Rapid, low-cost technologies generate high-value soils information for planners and farmers
By Keith Shepherd
Soil samples awaiting infrared scanning at the CGIAR’s Soil-Plant Spectral Diagnostic Laboratory based at ICRAF. Photo by Keith Shepherd/ICRAF
A big, risky decision for smallholder farmers is what type and how much fertilizer to apply to their crops. There is lot of uncertainty about how the crops will respond, with a risk that the farmers will even lose when they harvest and sell the produce. Testing the soil beforehand and knowing how plants will respond can play an important role in reducing this risk. But the high cost and lack of access to testing services have been major bottlenecks for famers in developing countries.
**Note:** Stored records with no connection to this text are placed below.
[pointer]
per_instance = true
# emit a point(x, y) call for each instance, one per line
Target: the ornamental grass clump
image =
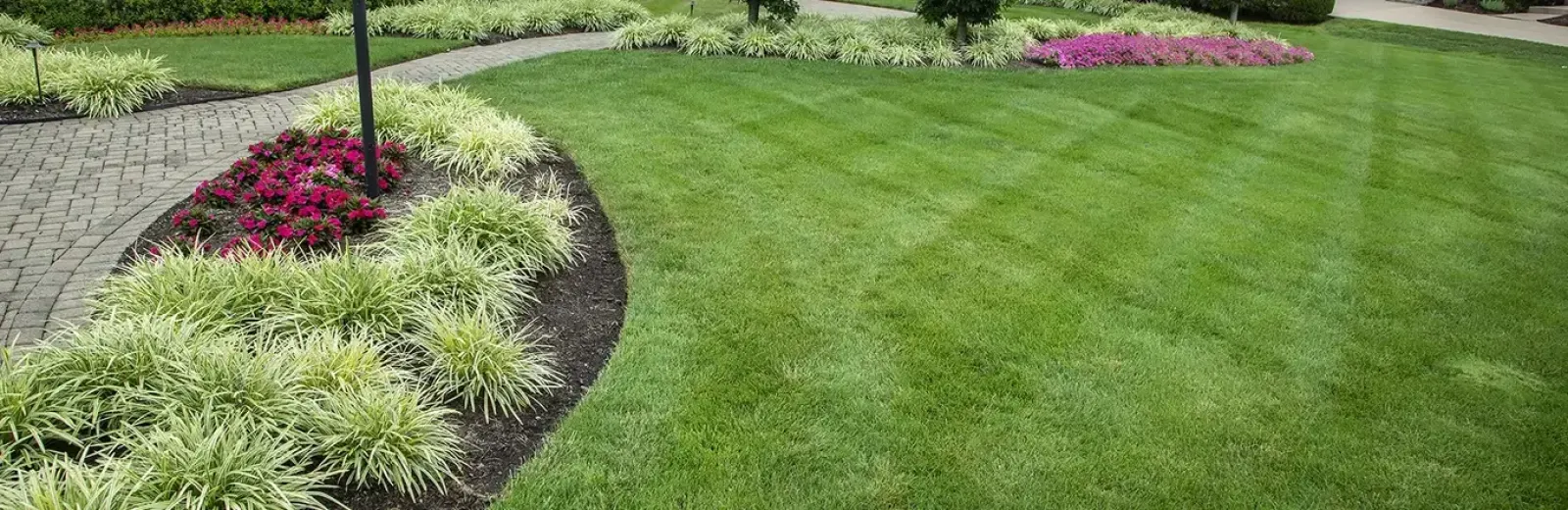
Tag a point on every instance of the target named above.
point(204, 462)
point(102, 83)
point(68, 485)
point(447, 126)
point(706, 39)
point(333, 361)
point(532, 234)
point(1107, 49)
point(805, 43)
point(452, 272)
point(35, 412)
point(757, 41)
point(386, 435)
point(20, 30)
point(475, 360)
point(347, 292)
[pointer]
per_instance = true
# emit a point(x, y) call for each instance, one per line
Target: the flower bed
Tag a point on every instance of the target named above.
point(1113, 49)
point(298, 190)
point(209, 27)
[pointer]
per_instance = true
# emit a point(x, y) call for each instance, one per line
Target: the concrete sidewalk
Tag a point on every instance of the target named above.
point(1446, 20)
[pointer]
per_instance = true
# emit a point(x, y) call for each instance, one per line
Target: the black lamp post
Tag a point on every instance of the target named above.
point(38, 75)
point(368, 117)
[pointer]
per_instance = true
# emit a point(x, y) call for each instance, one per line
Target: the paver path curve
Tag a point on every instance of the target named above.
point(74, 193)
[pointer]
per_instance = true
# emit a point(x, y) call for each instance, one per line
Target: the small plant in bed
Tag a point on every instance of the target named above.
point(240, 26)
point(302, 188)
point(493, 21)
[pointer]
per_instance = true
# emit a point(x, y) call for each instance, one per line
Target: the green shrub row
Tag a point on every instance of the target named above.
point(443, 125)
point(94, 83)
point(261, 381)
point(886, 41)
point(59, 15)
point(477, 20)
point(906, 41)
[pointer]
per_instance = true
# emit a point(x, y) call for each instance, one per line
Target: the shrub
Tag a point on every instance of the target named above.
point(124, 363)
point(527, 234)
point(906, 55)
point(1150, 51)
point(455, 274)
point(94, 83)
point(993, 54)
point(212, 463)
point(455, 130)
point(386, 436)
point(490, 149)
point(805, 43)
point(706, 39)
point(673, 28)
point(945, 55)
point(639, 35)
point(349, 292)
point(474, 20)
point(470, 358)
point(861, 51)
point(758, 41)
point(20, 30)
point(237, 386)
point(33, 412)
point(240, 26)
point(67, 485)
point(336, 361)
point(1051, 28)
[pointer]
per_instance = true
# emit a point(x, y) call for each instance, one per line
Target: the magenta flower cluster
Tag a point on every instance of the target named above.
point(300, 188)
point(1113, 49)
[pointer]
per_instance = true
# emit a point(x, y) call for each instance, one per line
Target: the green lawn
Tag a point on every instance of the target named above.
point(1325, 286)
point(270, 63)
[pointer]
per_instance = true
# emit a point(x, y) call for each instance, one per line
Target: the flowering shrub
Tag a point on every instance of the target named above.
point(1113, 49)
point(303, 188)
point(242, 26)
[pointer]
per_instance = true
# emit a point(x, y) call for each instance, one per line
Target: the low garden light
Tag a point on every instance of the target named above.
point(38, 73)
point(368, 117)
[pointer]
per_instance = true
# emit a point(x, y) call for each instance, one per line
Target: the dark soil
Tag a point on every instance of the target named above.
point(57, 110)
point(579, 318)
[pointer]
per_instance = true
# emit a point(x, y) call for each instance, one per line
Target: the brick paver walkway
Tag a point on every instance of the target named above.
point(75, 193)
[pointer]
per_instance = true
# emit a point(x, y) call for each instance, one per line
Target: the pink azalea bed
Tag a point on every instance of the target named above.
point(1113, 49)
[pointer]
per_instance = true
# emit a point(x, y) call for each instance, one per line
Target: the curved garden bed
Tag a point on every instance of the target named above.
point(579, 313)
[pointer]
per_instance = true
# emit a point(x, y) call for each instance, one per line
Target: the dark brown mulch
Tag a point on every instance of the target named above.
point(579, 314)
point(57, 110)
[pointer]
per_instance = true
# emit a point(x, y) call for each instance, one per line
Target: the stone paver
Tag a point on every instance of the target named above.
point(1446, 20)
point(75, 193)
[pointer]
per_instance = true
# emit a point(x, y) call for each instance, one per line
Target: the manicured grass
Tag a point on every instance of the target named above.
point(1447, 41)
point(1322, 286)
point(1008, 12)
point(270, 63)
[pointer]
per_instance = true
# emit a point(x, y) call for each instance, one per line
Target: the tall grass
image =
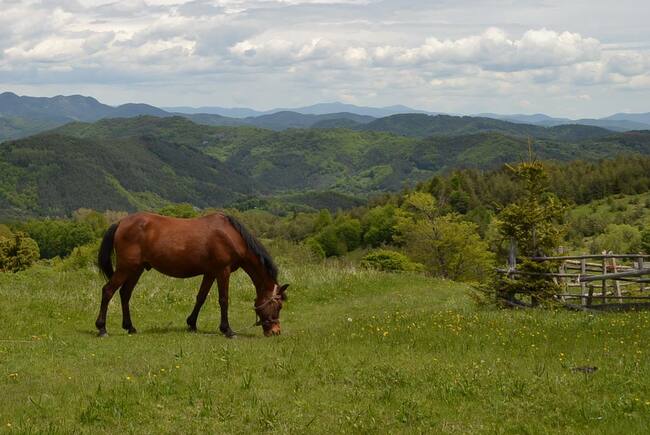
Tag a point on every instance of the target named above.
point(361, 351)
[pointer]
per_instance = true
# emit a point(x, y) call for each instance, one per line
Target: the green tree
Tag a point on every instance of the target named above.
point(645, 241)
point(18, 252)
point(379, 225)
point(95, 220)
point(390, 261)
point(182, 210)
point(448, 246)
point(58, 237)
point(534, 221)
point(618, 238)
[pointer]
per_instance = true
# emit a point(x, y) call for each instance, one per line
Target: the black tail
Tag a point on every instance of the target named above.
point(105, 252)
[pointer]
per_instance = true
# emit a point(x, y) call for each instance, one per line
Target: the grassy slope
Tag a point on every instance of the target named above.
point(360, 352)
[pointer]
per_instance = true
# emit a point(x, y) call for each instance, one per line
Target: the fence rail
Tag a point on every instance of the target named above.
point(621, 283)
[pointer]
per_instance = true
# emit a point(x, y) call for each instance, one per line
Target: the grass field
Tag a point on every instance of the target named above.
point(361, 352)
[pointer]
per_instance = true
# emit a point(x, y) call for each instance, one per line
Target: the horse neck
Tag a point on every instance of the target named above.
point(264, 283)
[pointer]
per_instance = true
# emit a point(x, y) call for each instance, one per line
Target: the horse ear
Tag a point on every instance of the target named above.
point(283, 289)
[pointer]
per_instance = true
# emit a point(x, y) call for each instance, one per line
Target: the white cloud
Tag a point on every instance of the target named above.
point(438, 55)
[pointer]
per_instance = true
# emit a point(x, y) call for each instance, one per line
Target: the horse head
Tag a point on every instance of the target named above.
point(268, 311)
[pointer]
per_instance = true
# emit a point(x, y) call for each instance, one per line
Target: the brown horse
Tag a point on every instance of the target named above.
point(213, 246)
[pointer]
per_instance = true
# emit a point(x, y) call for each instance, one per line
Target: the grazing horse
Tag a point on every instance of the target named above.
point(213, 246)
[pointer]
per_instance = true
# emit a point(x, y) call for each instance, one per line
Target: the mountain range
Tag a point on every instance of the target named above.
point(21, 116)
point(145, 162)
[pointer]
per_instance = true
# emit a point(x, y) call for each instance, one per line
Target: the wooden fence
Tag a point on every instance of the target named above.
point(607, 281)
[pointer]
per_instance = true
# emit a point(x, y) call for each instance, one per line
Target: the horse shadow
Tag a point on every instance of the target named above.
point(171, 329)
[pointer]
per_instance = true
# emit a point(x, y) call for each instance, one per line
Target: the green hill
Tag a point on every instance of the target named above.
point(142, 162)
point(421, 125)
point(53, 174)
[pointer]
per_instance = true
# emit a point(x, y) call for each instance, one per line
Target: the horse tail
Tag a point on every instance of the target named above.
point(105, 251)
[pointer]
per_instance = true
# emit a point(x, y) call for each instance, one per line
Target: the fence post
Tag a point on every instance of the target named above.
point(604, 286)
point(640, 266)
point(583, 285)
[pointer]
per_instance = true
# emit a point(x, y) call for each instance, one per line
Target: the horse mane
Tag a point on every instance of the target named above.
point(255, 246)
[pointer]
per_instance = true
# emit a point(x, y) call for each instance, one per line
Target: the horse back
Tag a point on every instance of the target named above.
point(178, 247)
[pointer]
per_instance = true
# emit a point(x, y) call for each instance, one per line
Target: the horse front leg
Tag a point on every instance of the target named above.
point(223, 280)
point(125, 296)
point(206, 284)
point(116, 281)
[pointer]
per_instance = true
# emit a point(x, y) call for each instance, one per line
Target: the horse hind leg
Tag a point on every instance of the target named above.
point(125, 296)
point(206, 284)
point(116, 281)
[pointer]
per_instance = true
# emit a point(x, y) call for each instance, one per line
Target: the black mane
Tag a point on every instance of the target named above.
point(257, 247)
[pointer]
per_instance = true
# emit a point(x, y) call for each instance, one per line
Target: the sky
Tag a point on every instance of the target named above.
point(578, 58)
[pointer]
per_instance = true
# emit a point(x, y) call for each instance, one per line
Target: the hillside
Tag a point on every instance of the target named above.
point(53, 174)
point(141, 162)
point(421, 125)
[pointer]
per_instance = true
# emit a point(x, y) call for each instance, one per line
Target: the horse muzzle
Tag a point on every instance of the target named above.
point(273, 330)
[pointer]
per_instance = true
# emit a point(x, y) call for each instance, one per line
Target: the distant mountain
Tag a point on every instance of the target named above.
point(421, 125)
point(643, 118)
point(60, 108)
point(536, 119)
point(21, 116)
point(615, 125)
point(617, 122)
point(145, 162)
point(281, 120)
point(316, 109)
point(232, 112)
point(284, 120)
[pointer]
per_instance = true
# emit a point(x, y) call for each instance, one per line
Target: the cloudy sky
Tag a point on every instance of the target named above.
point(578, 58)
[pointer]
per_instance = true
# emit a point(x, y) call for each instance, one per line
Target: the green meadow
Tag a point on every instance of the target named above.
point(360, 352)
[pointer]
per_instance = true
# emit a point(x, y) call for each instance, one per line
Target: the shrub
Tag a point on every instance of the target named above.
point(183, 210)
point(315, 248)
point(619, 239)
point(58, 237)
point(448, 246)
point(390, 261)
point(82, 257)
point(645, 241)
point(17, 253)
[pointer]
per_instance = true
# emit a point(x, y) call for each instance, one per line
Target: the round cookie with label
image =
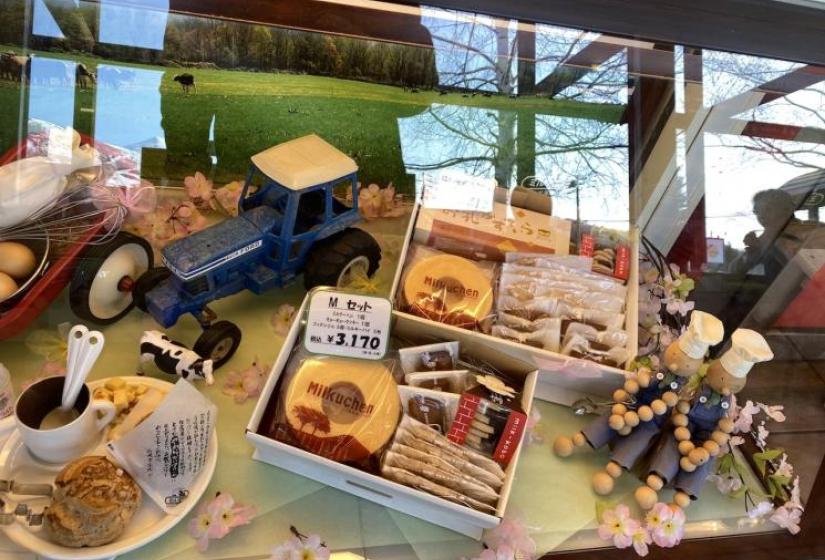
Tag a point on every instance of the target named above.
point(446, 286)
point(342, 409)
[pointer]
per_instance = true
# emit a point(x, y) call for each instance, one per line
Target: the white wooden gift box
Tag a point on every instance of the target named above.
point(373, 487)
point(561, 379)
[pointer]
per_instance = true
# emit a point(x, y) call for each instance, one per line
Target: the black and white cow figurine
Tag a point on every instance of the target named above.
point(172, 358)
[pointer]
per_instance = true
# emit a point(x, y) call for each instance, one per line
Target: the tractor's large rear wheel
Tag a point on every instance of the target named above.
point(218, 342)
point(335, 260)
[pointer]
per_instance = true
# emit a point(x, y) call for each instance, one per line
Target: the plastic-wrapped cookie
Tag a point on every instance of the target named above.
point(93, 502)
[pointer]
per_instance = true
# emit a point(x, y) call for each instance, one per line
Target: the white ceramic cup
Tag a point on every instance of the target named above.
point(68, 442)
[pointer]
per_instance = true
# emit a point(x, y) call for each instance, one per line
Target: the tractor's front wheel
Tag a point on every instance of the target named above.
point(337, 259)
point(101, 287)
point(218, 343)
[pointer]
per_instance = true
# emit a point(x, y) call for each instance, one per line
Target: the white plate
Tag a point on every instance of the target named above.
point(149, 522)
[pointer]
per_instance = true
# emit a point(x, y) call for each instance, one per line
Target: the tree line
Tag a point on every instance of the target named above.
point(230, 45)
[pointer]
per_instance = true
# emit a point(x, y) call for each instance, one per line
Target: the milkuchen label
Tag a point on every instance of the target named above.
point(449, 284)
point(342, 409)
point(349, 325)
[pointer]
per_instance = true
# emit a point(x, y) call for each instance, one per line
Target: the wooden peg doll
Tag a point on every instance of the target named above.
point(642, 405)
point(687, 452)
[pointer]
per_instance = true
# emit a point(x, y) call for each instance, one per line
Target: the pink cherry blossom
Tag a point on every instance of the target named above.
point(215, 519)
point(788, 517)
point(245, 384)
point(200, 190)
point(761, 509)
point(617, 526)
point(294, 548)
point(228, 195)
point(282, 319)
point(511, 532)
point(370, 201)
point(641, 539)
point(667, 526)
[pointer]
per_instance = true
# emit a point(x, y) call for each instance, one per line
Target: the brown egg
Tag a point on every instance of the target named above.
point(7, 286)
point(16, 260)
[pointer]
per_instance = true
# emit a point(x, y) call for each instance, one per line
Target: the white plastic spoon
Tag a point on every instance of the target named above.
point(90, 347)
point(84, 347)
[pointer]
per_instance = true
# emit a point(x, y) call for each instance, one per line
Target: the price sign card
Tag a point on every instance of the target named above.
point(349, 325)
point(453, 190)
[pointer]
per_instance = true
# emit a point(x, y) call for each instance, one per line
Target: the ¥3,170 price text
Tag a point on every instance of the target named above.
point(357, 341)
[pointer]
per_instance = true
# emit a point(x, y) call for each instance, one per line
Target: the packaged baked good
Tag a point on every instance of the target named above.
point(546, 337)
point(579, 347)
point(436, 409)
point(491, 419)
point(167, 451)
point(448, 381)
point(609, 250)
point(92, 504)
point(339, 408)
point(440, 356)
point(447, 288)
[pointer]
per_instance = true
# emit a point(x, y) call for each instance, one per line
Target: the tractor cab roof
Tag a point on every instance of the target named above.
point(304, 162)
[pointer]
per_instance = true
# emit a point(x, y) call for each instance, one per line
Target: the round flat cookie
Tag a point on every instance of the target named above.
point(449, 285)
point(341, 409)
point(93, 502)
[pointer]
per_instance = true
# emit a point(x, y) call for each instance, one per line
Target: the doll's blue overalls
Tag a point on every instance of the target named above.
point(707, 408)
point(626, 450)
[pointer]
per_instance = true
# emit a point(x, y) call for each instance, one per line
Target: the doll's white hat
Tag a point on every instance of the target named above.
point(703, 331)
point(748, 347)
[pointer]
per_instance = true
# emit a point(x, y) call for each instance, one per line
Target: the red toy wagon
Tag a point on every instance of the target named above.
point(100, 270)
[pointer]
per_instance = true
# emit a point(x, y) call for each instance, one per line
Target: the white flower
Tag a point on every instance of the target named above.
point(787, 517)
point(736, 441)
point(795, 500)
point(784, 468)
point(762, 436)
point(761, 509)
point(743, 418)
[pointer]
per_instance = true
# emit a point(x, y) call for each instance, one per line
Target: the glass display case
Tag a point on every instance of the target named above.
point(178, 175)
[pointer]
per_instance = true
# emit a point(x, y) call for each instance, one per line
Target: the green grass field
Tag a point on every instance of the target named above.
point(255, 110)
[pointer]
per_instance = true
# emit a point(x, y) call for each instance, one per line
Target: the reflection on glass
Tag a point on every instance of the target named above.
point(473, 52)
point(128, 107)
point(51, 90)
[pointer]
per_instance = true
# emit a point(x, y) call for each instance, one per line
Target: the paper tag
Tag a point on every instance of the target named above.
point(587, 245)
point(452, 190)
point(622, 266)
point(349, 325)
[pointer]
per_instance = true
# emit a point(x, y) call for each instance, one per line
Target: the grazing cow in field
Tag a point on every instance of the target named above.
point(15, 67)
point(82, 76)
point(186, 81)
point(172, 358)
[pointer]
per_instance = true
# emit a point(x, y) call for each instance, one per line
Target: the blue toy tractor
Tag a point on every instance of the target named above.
point(289, 221)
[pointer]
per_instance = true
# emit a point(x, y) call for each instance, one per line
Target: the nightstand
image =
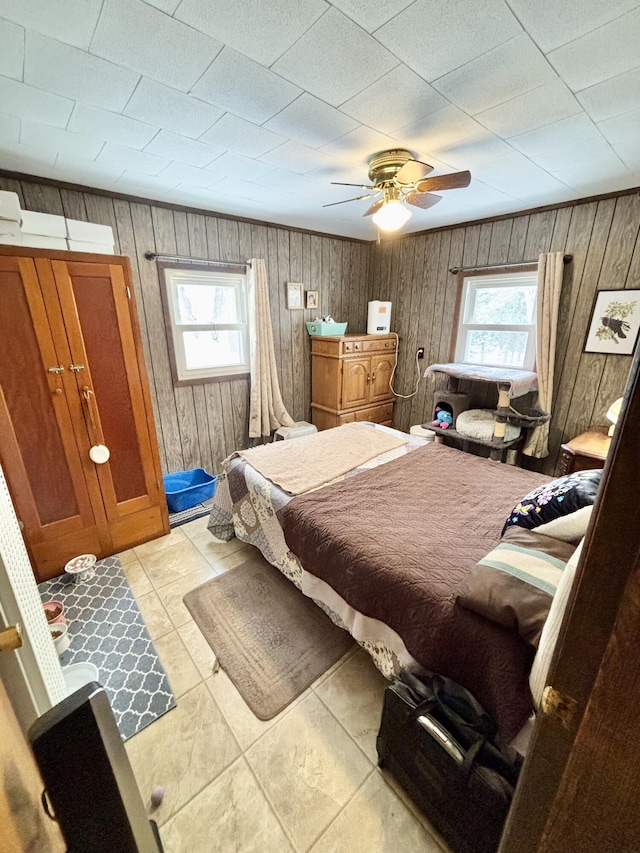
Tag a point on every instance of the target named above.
point(588, 450)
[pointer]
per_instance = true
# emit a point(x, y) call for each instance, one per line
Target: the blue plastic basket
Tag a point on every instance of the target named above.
point(185, 489)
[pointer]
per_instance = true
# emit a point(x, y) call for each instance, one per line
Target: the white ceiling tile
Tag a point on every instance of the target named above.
point(294, 182)
point(241, 136)
point(509, 70)
point(261, 31)
point(629, 153)
point(119, 157)
point(552, 24)
point(472, 152)
point(576, 129)
point(618, 95)
point(395, 100)
point(357, 147)
point(335, 59)
point(161, 106)
point(623, 128)
point(119, 39)
point(88, 172)
point(593, 153)
point(311, 121)
point(444, 127)
point(601, 54)
point(184, 150)
point(433, 37)
point(32, 158)
point(26, 102)
point(244, 87)
point(477, 194)
point(75, 74)
point(516, 175)
point(237, 166)
point(371, 14)
point(70, 21)
point(250, 190)
point(132, 182)
point(297, 158)
point(9, 128)
point(168, 6)
point(60, 141)
point(609, 177)
point(12, 53)
point(111, 126)
point(537, 108)
point(180, 173)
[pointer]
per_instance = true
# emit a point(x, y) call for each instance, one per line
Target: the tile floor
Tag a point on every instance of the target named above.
point(304, 781)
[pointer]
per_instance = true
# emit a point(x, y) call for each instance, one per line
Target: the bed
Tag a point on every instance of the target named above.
point(382, 547)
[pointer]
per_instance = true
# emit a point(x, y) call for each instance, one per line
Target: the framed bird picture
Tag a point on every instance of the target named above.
point(615, 321)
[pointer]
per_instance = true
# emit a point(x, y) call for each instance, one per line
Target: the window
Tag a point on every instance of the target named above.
point(207, 317)
point(497, 324)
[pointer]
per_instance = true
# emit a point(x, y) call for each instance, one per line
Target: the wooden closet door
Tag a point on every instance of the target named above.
point(38, 446)
point(111, 384)
point(356, 374)
point(381, 369)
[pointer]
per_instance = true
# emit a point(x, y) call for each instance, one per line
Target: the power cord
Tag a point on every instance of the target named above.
point(395, 393)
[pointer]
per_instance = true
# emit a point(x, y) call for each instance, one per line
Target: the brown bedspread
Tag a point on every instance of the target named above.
point(396, 541)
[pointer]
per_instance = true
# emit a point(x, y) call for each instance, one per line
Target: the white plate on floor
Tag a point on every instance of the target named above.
point(76, 675)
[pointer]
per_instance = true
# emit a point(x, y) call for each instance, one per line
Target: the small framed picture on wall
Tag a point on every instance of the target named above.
point(615, 321)
point(294, 295)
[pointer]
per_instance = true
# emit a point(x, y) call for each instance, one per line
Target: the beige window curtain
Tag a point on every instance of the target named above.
point(267, 412)
point(550, 272)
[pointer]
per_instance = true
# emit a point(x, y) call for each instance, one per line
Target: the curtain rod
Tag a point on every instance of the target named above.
point(456, 270)
point(155, 256)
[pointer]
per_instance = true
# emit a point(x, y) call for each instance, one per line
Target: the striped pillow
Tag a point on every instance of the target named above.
point(514, 583)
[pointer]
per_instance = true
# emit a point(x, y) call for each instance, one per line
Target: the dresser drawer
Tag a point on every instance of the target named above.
point(377, 414)
point(383, 345)
point(349, 347)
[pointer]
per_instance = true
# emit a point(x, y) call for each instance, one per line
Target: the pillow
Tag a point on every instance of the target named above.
point(569, 528)
point(557, 498)
point(551, 630)
point(515, 583)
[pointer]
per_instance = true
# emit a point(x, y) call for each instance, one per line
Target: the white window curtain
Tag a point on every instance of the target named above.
point(550, 272)
point(267, 412)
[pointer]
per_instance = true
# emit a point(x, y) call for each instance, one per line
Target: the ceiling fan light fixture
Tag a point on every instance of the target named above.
point(392, 215)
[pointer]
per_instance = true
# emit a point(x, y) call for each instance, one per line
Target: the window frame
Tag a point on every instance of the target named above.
point(460, 328)
point(228, 274)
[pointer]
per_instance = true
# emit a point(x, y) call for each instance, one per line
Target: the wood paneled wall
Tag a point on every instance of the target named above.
point(413, 272)
point(199, 425)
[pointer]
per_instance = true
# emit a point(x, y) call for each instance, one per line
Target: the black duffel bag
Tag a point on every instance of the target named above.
point(442, 748)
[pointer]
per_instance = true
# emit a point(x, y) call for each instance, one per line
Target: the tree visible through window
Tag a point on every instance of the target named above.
point(208, 318)
point(497, 324)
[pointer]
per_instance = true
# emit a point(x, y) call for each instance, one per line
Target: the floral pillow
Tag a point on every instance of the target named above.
point(555, 499)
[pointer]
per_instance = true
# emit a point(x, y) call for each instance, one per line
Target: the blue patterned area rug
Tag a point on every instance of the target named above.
point(107, 629)
point(197, 511)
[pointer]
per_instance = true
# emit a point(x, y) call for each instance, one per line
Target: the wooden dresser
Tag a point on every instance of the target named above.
point(585, 451)
point(350, 379)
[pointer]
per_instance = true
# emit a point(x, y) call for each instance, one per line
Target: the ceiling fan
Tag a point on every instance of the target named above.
point(401, 180)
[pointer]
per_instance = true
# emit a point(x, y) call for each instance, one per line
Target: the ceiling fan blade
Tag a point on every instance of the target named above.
point(444, 182)
point(357, 198)
point(423, 200)
point(374, 207)
point(362, 186)
point(412, 171)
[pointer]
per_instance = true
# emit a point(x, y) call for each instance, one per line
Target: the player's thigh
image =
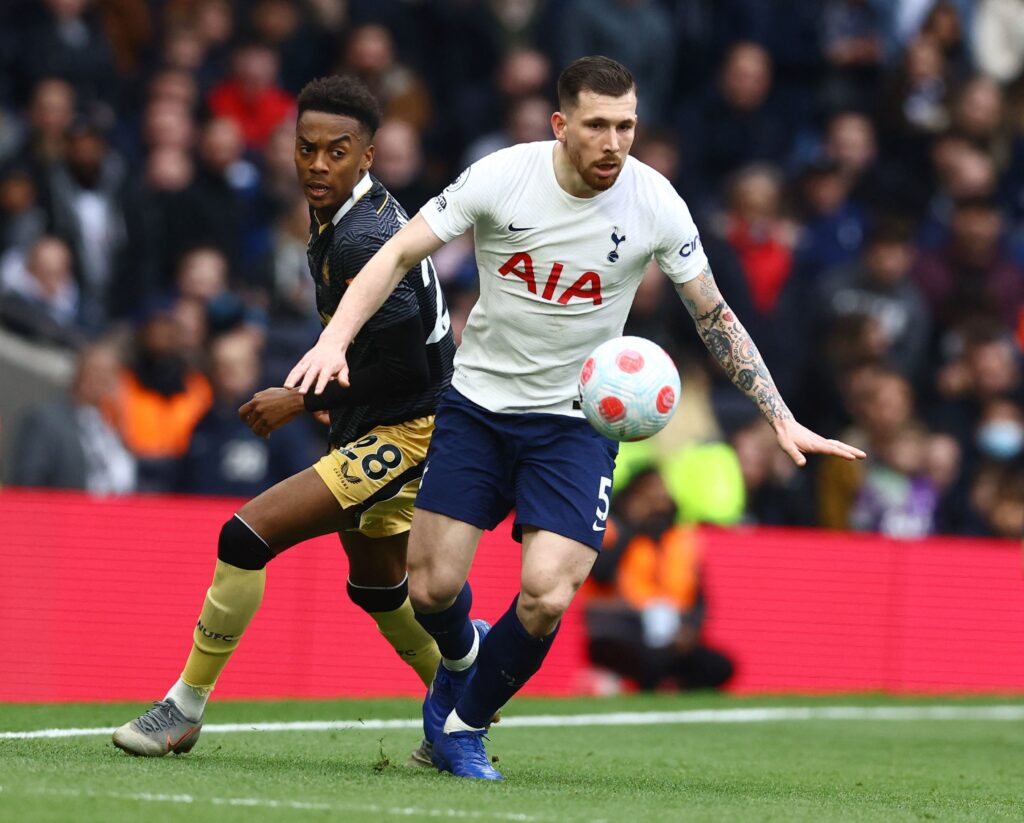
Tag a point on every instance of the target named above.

Similarly, planners in governments, the private sector and non-governmental organizations who are working out what to supply to smallholder farmers are also faced with large uncertainties on what types and combinations of inputs to supply and where, in relation to the local soils. For example, a number of agencies in Africa are designing fertilizer blending and liming programmes and so need to know how strongly acid soils are and what soil micronutrients may be limiting in different areas. Existing soil maps do not provide up-to-date information on specific soil properties that are needed to guide such decisions.
New advances in rapid, low-cost soil analytical techniques in the laboratory that simply measure light reflecting from a soil sample are reducing the cost of measuring soil properties.
Time and cost savings
Soil infrared spectroscopy allows a soil sample to be scanned in just 30 seconds and the resulting fingerprint used to predict a number of soil properties based on calibration databases. And this costs just $1 compared with at least $100 using conventional soil testing methods.
These new approaches are being deployed by the Africa Soil Information Service (AfSIS), which has recently launched a 250-metre resolution soil-properties map of Africa.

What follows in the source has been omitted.